Consider the following example:
name(p, qs, r, s=v1, t=Enum1)
p (type_p): some explanation
qs (list of type_q): some explanation
r (type_r): some explanation
s (type_s): some explanation
t (Enum): some explanation
- Enum0: some explanation
- Enum1: some explanation
- Enum2: some explanation
Parameters p, qs and r are mandatory. qs is a list parameter. List parameters have to be enclosed in square brackets. For example, let h1, h2, h3 be heuristic specifications, then [h1, h3] and [h2] are examples for a list of heuristic specifications.

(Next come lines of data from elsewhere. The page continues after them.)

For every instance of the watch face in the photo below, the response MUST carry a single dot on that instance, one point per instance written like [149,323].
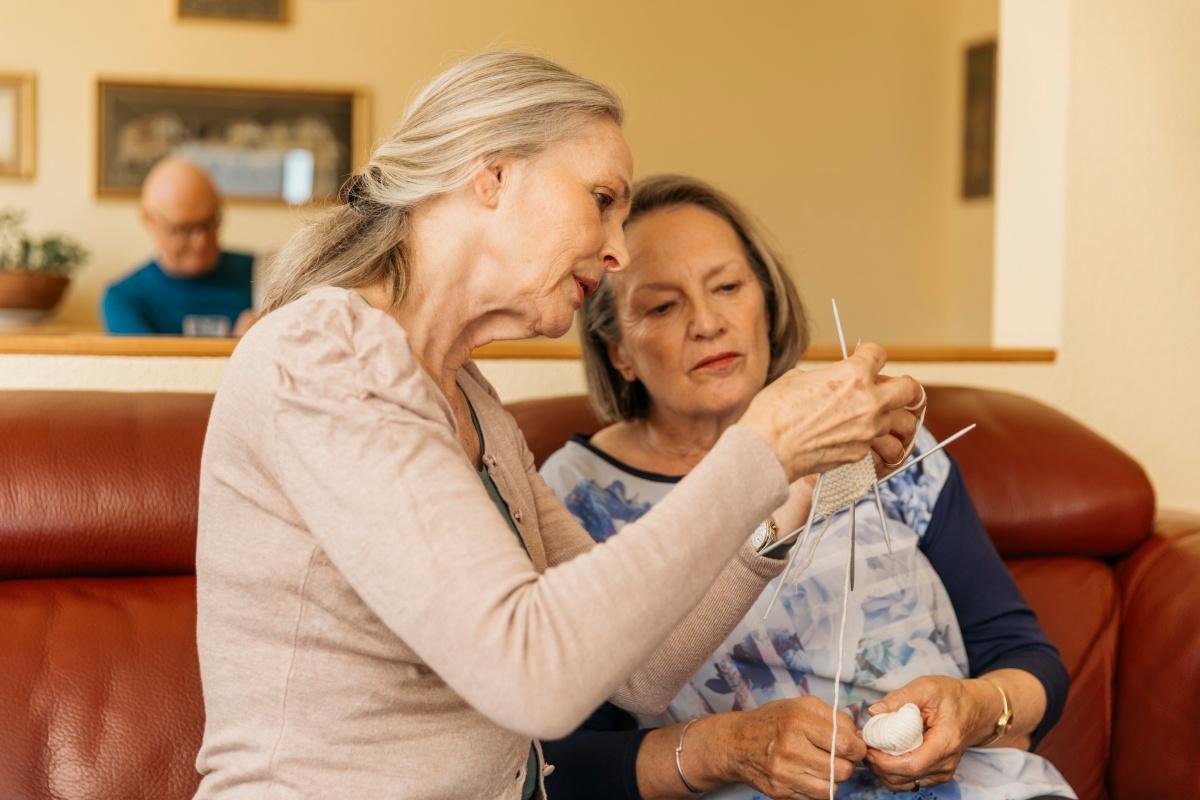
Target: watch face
[760,537]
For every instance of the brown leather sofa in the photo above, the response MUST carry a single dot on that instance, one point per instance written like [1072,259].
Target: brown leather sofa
[100,692]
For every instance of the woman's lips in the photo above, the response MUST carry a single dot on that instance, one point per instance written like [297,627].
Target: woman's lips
[718,361]
[585,287]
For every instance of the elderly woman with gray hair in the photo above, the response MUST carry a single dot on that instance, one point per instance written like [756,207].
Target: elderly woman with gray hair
[391,603]
[677,347]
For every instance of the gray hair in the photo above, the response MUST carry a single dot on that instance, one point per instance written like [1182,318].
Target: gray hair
[487,107]
[615,398]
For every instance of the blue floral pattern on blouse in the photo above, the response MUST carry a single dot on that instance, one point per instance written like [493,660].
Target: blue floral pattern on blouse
[900,623]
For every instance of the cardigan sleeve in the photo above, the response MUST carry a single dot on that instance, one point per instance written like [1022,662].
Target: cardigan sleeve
[364,449]
[657,681]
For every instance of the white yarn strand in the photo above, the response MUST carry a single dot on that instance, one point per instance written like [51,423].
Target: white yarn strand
[837,678]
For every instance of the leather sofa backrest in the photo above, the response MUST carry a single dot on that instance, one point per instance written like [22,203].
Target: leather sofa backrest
[99,482]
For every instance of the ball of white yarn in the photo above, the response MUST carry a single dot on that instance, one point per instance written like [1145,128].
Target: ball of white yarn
[895,733]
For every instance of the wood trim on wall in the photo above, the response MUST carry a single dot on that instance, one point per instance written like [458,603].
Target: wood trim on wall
[22,343]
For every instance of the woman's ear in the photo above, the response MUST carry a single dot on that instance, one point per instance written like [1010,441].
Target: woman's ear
[621,364]
[490,180]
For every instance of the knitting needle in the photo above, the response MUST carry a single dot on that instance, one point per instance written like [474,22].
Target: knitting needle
[852,546]
[841,341]
[916,461]
[929,452]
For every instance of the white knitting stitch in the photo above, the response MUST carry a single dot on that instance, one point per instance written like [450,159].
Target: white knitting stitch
[895,732]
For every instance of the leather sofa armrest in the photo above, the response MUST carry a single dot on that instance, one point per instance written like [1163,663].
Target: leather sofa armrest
[1157,714]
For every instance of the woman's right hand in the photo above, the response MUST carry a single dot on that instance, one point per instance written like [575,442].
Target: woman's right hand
[826,417]
[781,749]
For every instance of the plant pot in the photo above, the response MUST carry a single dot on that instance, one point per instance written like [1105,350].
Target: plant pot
[29,296]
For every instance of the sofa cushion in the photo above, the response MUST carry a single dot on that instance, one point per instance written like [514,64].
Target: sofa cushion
[99,482]
[1078,605]
[100,689]
[1032,473]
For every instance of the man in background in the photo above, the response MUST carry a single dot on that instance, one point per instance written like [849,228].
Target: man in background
[191,286]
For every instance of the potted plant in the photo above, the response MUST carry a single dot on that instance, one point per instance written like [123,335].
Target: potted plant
[34,272]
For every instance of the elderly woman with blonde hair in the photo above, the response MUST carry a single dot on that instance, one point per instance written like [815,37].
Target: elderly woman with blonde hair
[677,347]
[391,603]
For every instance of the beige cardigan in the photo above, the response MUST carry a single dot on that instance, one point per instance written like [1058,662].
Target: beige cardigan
[369,626]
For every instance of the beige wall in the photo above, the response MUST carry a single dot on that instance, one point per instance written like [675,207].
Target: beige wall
[1131,326]
[837,122]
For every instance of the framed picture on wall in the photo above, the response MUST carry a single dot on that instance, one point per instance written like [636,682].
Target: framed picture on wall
[979,120]
[17,126]
[264,11]
[264,144]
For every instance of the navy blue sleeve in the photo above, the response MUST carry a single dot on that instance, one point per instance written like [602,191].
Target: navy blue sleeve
[999,627]
[599,761]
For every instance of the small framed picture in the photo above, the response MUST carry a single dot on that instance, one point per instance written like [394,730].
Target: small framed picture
[269,144]
[263,11]
[979,120]
[17,126]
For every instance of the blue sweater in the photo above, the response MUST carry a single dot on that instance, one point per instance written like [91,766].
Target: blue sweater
[150,301]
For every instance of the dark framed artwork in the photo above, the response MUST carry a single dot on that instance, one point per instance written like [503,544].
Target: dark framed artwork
[263,11]
[265,144]
[18,126]
[979,120]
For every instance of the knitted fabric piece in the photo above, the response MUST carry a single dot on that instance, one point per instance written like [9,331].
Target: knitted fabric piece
[843,486]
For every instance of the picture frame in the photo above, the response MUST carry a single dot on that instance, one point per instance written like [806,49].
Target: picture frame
[18,125]
[979,120]
[259,11]
[261,144]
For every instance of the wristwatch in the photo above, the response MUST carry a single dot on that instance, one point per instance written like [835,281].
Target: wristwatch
[1006,717]
[765,535]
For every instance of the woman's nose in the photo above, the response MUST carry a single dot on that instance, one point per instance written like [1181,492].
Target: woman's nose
[706,322]
[615,256]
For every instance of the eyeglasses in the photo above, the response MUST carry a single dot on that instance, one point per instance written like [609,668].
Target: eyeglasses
[181,230]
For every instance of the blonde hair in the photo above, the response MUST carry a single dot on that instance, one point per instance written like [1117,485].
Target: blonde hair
[487,107]
[615,398]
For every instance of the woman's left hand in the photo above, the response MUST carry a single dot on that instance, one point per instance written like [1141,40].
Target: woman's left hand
[958,714]
[888,450]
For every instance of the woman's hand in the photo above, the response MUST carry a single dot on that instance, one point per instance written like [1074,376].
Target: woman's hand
[889,450]
[780,749]
[958,714]
[783,749]
[823,419]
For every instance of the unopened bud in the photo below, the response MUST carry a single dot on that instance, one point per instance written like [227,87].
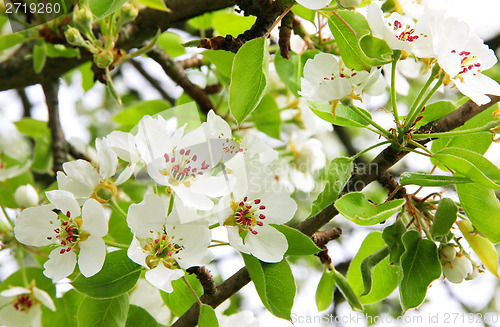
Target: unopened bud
[83,18]
[26,196]
[104,58]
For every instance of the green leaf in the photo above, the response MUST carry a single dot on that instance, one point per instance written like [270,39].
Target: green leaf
[421,266]
[32,274]
[181,299]
[355,42]
[274,283]
[484,249]
[367,266]
[171,43]
[110,312]
[66,310]
[445,216]
[118,275]
[434,111]
[103,8]
[39,56]
[298,242]
[267,117]
[476,142]
[248,78]
[130,117]
[356,207]
[392,236]
[339,172]
[347,290]
[10,40]
[324,292]
[344,116]
[482,208]
[207,317]
[385,277]
[431,180]
[155,4]
[139,317]
[231,24]
[470,164]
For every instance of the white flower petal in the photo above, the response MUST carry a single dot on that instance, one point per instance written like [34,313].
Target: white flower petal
[162,277]
[147,216]
[59,265]
[64,201]
[268,245]
[33,226]
[107,159]
[94,219]
[92,255]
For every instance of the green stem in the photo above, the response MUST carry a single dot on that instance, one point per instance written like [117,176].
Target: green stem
[117,208]
[116,245]
[374,124]
[482,129]
[368,149]
[192,290]
[396,56]
[415,105]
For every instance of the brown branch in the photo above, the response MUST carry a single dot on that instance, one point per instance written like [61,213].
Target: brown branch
[153,81]
[386,159]
[17,72]
[59,152]
[179,76]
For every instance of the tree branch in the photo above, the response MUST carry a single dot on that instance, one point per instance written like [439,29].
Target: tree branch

Parameters s and t are optional. s has the default value v1 and t the default value Enum1. t is an enumeration parameter and can only take the values listed (here Enum0, Enum1, Enum2). These values may also be passed by number, e.g. here t=Enum1 and t=1 are equivalent.
Some possible calls for this specification (with X and Xi having type_x):
name(P, Q, R): s and v have their default values v1 and Enum1
name(P, [Q], R): equivalent to previous call
name(P, [Q1, Q2], R, t=Enum2): s has its default value v1
name(t=1, r=R, qs=[Q1, Q2], s=S1, p=P) is equivalent to name(P, [Q1, Q2], R, S1, 1)
Notes
Parameters of type bool are specified by strings true or false
- not case-sensitive
- To get positions and keywords, use
--help [Name]
Integers
Parameters of type int can be specified as "infinity". This means that the parameter will take the value numeric_limits<int>::max(), which is usually equal to 2^31 - 1. If an int parameter value ends with "K", "M" or "G", the value is multiplied by one thousand, one million or one billion, respectively. For example, "bound=2K" is equivalent to "bound=2000".
Strings
Parameters of type string can be specified in double quotes. Nested quotes can be escaped as \", backslashes as \\, and newlines as \n. E.g.,
filename="C:\\some.file"
Lists
List arguments have to be enclosed in square brackets now. E.g.,
--evaluator "hff=ff()" --evaluator "hcea=cea()" \ --search "lazy_greedy([hff, hcea], preferred=[hff, hcea])" \
Enumerations
Enumeration arguments should be specified by name, e.g.:
eager_greedy([h1,h2], cost_type=normal)
To get enumeration names (and more), run
--help [Name] //e.g. with Name=eager_greedy
Variables
Often an object should be used for several purposes, e.g. a Heuristic or a LandmarkFactory. The most prevalent use case is a heuristic that is used for both the heuristic estimates and for its preferred operators. In this case, one should define a variable for the object. We currently only support variables for Heuristics and LandmarkFactories but will extend the support for other feature types in the future.
Variables can be defined with let(name, definition, expression)
name: a variable name that should denote the feature
definition: an expression defining the value of the variable
expression: an expression defining any other feature. Occurrences of name in this expression may refer to the feature defined by definition.
Variable Example
Suppose I want to run GBFS with the lm_count heuristic (the inadmissible version), and then run another GBFS search with an admissible lm_count heuristic, using the h^m landmarks without discovering the landmarks twice.
--search "let(lm, lm_hm(m=2),
iterated([lazy_greedy(lmcount(lm)),
lazy_greedy(lmcount(lm,admissible=true))]))"
Old-style Predefinitions
We still support but deprecate the use of "predefinitions" before the --search option. They are internally converted to let-expressions.
The command lines
--evaluator name=definition --search expression --landmarks name=definition --search expression
are both transformed to
--search let(name, definition, expression)
Conditional options
In some cases, it is useful to specify different options depending on properties of the input file. For example, the LAMA 2011 configuration makes use of this, adding an additional cost-ignoring search run at the start for tasks with non-unit action costs.
Example
--if-unit-cost --evaluator "h1=ff()" --evaluator "h2=blind()" \ --if-non-unit-cost --evaluator "h1=cea()" --evaluator "h2=lmcut()" \ --always --search "eager_greedy([h1, h2])"
This conducts an eager greedy search with two heuristics. On unit-cost tasks, it uses the FF heuristic and the blind heuristic. On other tasks, it uses the context-enhanced additive heuristic and the LM-Cut heuristic.
Details
Options can be made conditional via selectors such as --if-unit-cost. All options following a selector are only used if the condition associated with the selector is true. (This really includes all options, including ones like --plan-file that do not affect the planning algorithm.) Each selector is in effect until it is overridden by a new selector. The following selectors are available:
--if-unit-cost: the following options are only used for unit-cost planning tasks (i.e., tasks where all actions have cost 1, including the case where no action costs are specified at all)
--if-non-unit-cost: opposite of --if-unit-cost
--always: the following options are always used